Nimrod103 wrote:It would help housing supply if the costs of moving were reduced. Stamp duty is a big disincentive to move - it reduces the attraction of buying medium to large houses, and in my area is encouraging a huge increase in house extension (up, down and sideways).
My impression travelling around is that we currently have high rates of new house building, and house enlargement throughout the country. In my own county of Kent, there are large new housing estates currently being added to my town and several others. I have just come down from Norfolk where the market towns I drove through are all being expanded, Last summer I was in the Cotswolds, and almost every village had new building in evidence. Given this, there is absolutely no reason for high prices, unless demand is still outstripping supply.
However, in all the areas of these new builds, there is no expenditure on infrastructure. Almost no new roads. No new railways. No new bus routes. Only more cars and congestion. No new schools with playing fields - the single new primary school built in my town just as a little yard, and people seem to think that is OK!!.
Completions are still low and well below pre 2008 levels, the smaller builders/developers (who built 30% of completions) got squeezed out of the market as they could not readily access debt funding and relied on banks and specialist property development funders- a lot of sites have lain moribund since (I directly have had dealings with two former ones we owned and now carry overages on and two a work colleague has an interest in, a total of over 100 houses)

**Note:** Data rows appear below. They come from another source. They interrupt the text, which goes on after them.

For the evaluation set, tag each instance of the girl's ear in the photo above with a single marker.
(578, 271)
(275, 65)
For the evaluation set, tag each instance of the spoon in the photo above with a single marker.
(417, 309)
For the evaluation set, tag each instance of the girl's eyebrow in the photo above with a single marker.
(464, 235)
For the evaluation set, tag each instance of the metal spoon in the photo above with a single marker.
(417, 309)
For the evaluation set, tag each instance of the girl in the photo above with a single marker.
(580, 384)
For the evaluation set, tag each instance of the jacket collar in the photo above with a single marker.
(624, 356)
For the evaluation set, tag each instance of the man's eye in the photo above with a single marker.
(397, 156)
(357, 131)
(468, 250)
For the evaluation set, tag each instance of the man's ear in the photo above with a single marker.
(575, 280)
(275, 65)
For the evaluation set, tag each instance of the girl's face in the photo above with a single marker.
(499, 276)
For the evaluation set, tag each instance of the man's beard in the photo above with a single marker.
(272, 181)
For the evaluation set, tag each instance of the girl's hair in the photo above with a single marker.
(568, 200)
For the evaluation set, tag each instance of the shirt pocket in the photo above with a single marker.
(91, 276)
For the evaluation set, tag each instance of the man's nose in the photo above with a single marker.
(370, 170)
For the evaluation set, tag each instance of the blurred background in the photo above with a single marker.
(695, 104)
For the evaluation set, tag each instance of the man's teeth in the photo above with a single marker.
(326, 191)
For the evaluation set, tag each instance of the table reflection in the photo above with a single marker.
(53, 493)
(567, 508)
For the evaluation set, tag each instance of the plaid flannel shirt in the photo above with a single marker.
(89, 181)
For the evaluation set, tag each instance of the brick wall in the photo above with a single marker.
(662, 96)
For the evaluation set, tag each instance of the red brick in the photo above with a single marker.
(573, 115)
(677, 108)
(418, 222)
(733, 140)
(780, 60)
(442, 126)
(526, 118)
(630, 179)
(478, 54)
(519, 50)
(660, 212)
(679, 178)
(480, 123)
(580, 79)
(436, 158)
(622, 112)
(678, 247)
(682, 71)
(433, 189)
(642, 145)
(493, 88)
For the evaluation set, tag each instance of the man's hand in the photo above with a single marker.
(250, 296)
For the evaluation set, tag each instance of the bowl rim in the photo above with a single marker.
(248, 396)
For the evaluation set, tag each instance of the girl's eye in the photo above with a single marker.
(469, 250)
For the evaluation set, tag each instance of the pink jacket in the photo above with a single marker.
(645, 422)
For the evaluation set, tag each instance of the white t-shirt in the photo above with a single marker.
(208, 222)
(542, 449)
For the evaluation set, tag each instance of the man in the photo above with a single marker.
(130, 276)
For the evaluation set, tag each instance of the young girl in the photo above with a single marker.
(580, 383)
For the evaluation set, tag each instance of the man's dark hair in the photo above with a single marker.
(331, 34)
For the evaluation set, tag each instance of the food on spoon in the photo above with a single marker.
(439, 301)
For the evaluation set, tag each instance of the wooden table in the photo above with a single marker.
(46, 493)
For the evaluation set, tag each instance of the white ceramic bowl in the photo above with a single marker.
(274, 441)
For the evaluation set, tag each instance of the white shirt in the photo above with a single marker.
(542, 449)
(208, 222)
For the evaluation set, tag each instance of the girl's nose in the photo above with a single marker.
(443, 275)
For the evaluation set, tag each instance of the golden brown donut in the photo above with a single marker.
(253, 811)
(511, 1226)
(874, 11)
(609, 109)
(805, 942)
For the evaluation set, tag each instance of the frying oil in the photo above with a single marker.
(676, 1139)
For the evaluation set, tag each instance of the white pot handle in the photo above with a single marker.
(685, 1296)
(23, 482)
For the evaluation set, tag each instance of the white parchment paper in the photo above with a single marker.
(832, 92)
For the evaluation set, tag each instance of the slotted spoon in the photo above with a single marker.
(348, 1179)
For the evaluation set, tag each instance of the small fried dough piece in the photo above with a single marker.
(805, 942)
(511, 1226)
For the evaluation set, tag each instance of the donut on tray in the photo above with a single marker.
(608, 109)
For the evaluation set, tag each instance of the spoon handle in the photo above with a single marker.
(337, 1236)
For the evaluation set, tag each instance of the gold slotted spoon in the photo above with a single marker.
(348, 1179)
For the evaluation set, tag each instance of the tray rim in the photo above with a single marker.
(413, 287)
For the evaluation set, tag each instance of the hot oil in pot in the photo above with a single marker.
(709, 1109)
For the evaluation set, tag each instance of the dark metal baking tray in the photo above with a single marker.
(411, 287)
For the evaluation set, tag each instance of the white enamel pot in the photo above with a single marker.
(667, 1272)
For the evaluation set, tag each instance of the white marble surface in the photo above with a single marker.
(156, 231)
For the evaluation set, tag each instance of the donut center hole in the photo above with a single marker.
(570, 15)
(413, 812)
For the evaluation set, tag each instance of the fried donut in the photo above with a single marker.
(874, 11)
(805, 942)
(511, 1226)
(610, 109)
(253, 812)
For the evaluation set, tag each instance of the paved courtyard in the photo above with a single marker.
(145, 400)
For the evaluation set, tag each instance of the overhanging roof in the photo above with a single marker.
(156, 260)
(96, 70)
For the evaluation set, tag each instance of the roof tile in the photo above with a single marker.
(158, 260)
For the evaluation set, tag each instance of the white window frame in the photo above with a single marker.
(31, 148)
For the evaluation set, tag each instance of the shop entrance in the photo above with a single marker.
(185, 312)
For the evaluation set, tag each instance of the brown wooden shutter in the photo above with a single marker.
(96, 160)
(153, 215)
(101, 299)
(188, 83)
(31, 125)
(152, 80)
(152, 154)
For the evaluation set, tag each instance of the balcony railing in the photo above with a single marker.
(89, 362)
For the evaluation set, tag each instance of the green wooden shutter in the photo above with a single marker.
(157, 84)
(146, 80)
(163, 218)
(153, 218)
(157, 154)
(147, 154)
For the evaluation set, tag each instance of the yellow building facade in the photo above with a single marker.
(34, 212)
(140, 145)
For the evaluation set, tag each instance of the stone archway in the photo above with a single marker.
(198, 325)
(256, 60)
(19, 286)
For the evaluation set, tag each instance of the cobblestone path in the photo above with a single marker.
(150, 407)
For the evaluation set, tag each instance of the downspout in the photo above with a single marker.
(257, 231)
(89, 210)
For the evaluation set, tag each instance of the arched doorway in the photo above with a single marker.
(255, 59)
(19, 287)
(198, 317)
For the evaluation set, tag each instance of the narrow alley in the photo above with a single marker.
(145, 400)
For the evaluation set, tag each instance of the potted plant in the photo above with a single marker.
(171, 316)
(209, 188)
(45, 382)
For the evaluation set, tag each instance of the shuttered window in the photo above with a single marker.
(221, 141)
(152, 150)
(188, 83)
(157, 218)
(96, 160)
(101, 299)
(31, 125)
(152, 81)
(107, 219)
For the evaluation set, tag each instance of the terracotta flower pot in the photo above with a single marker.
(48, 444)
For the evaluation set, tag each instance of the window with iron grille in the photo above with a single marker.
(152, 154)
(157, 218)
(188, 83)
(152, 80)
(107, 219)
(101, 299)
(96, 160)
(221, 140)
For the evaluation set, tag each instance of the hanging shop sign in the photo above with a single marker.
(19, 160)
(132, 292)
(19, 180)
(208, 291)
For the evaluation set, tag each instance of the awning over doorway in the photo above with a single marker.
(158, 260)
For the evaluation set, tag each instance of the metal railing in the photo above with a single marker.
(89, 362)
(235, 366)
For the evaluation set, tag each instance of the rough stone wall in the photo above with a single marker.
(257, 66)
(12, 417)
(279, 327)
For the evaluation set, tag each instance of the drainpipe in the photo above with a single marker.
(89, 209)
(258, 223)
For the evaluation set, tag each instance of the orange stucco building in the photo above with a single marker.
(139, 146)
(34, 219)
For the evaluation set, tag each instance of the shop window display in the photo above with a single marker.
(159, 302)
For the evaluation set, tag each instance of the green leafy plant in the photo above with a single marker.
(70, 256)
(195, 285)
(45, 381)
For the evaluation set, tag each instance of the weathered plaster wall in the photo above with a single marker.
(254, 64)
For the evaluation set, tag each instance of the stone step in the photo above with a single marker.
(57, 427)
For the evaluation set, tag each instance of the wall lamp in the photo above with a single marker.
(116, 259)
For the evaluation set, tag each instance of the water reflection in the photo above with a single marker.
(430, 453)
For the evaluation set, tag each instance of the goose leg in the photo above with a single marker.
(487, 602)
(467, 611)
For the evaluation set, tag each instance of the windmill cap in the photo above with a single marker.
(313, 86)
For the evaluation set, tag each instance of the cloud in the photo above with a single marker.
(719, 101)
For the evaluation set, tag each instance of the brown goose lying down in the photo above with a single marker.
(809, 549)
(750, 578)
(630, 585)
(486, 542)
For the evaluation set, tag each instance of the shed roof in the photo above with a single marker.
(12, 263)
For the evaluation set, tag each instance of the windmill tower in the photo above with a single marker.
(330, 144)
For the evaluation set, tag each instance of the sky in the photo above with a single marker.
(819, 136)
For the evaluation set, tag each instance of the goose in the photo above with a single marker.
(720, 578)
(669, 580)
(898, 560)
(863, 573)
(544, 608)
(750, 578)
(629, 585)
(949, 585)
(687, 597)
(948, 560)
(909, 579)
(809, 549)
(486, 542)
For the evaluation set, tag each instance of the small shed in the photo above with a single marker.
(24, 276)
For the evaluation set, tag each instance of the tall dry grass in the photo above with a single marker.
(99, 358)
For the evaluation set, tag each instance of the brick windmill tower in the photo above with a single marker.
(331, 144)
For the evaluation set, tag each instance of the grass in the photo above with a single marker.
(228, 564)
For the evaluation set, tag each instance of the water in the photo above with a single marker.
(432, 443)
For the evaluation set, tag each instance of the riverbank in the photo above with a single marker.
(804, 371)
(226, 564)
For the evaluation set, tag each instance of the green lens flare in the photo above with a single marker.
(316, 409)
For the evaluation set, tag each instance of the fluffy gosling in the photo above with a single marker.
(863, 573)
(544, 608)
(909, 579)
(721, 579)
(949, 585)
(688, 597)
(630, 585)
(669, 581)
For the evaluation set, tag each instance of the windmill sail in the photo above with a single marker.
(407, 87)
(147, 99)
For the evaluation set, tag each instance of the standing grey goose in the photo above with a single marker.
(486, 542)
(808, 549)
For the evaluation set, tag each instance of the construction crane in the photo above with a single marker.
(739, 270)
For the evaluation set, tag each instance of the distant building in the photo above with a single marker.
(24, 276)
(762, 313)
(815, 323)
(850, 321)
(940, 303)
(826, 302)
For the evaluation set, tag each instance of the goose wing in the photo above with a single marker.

However I did get some good news on one last week, a 35 unit site where we are no longer the developer but which we sold with a trailing overage has just, per the new developer, received agreement to fund from a bank- there are stirrings and maybe someone will now start actually completing the planned 24,000 North Edinburgh/Waterfront development which currently has a smattering of completed developments, now ageing, and a smattering of brownfield vacant sites.